Die Krawalle in England haben auch zwei Prominente getroffen: Erster Leidtragender war Starkoch Jamie Oliver, dessen Restaurant in Birmingham ins Visier der Randalierer geriet. Sie hätten alle Fenster eingeschmissen, twitterte der Starkoch, der sich immer wieder auch für soziale Projekte einsetzt. Jamie schrieb sich gleich seinen Frust von der Seele. „Alle sind verrückt geworden. Es ist an der Zeit, das Land zurückzuerobern. Wir müssen hart gegen diese Idioten vorgehen.“ In Manchester traf es Ex-Oasis-Frontmann Liam Gallagher, berichtete die britische Nachrichtenagentur PA. Dort plünderten die Randalierer demnach in der Nacht zum Mittwoch eine Boutique des Modelabels „Pretty Green“ – ein Projekt des Sängers.
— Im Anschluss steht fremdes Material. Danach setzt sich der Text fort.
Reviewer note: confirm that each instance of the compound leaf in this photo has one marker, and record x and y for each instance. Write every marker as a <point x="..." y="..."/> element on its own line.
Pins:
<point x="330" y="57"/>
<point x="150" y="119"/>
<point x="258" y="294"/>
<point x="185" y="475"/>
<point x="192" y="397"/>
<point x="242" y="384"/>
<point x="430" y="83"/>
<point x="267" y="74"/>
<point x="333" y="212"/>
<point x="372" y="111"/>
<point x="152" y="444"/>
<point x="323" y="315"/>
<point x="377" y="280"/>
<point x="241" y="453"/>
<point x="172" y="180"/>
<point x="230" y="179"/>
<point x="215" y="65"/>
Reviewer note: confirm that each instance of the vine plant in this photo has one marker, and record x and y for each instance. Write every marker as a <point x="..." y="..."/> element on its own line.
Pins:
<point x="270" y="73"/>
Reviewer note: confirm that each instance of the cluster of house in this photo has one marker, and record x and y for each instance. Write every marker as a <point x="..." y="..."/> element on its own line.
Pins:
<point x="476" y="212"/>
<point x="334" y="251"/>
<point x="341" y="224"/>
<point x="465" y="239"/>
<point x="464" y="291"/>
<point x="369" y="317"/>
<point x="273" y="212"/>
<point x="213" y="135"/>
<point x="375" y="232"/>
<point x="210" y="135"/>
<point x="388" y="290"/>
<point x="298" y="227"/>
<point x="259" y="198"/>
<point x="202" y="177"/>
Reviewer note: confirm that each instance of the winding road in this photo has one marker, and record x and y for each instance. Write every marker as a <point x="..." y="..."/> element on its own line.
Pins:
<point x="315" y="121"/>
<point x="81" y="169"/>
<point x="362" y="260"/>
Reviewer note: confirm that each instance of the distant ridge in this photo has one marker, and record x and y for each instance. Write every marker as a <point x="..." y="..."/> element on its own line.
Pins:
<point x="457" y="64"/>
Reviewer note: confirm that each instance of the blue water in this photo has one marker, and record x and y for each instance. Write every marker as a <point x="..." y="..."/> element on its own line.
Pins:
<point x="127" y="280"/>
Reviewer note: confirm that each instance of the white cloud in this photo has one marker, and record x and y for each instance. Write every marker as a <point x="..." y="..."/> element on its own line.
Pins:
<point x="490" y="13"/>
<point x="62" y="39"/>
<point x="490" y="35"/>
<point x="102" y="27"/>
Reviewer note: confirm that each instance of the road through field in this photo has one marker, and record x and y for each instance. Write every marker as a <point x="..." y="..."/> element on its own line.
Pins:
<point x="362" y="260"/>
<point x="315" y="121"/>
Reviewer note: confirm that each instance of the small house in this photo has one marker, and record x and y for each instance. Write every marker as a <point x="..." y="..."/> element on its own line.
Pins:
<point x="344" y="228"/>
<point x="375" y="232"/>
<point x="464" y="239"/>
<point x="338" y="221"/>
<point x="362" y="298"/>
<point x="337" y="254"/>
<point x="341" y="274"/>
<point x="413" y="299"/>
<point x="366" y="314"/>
Das Möbelhaus der Familie Reeves an der London Road hat Krisen und Kriege überlebt. Aber nicht die Krawalle und Plünderungen der letzten Nächte. Im südlichen Stadtbezirk Croydon, wo das „House of Reeves“ 144 Jahre lang Betten, Tische, Sessel und Schränke feilbot, rauchten am Mittwoch noch die Ruinen eines ganzen Häuserblocks. „Szenen wie im Blitz“, schrieb der „Evening Standard“. „Blitz“ nennen Briten die Bombardierung Londons durch die deutsche Luftwaffe im Zweiten Weltkrieg.

„Das bricht einem das Herz“, sagt Geschäftsmann Trevor Reeves (56). „Ich weiß nicht, ob wir uns von diesem Schlag je wieder erholen.“ Doch wie konnte es soweit kommen? Wieso konnten aufgeputschte Jugendliche, gnadenlose Gangs und Plünderer erst in London und dann auch Birmingham und Manchester, Liverpool, Nottingham und Bristol anscheinend ungestört Orgien der Gewalt und Zerstörung entfachen? Was ist los mit unserer Polizei? Fassungslos fragen sich das viele Briten auch am Tag fünf seit dem Ausbruch der Gewalt.

Manche antworten mit typisch englischem Sarkasmus. „Scotland Yard?“, sagt ein grauhaariger Mann im dunklen Anzug, der am Morgen in der U-Bahn Richtung Bankenviertel fährt: „Die sind vermutlich immer noch damit beschäftigt, Jack the Ripper zu fassen.“ Das Lachen der Umstehenden ist verhalten. „Jetzt wird aber zurückgeschossen“, sagt eine Frau und deutet auf ihre Zeitung: „Polizei: Wir werden Feuer mit Feuer bekämpfen“, lautet die Schlagzeile des „Independent“, und darunter „Befehl zum Einsatz von Gummigeschossen“.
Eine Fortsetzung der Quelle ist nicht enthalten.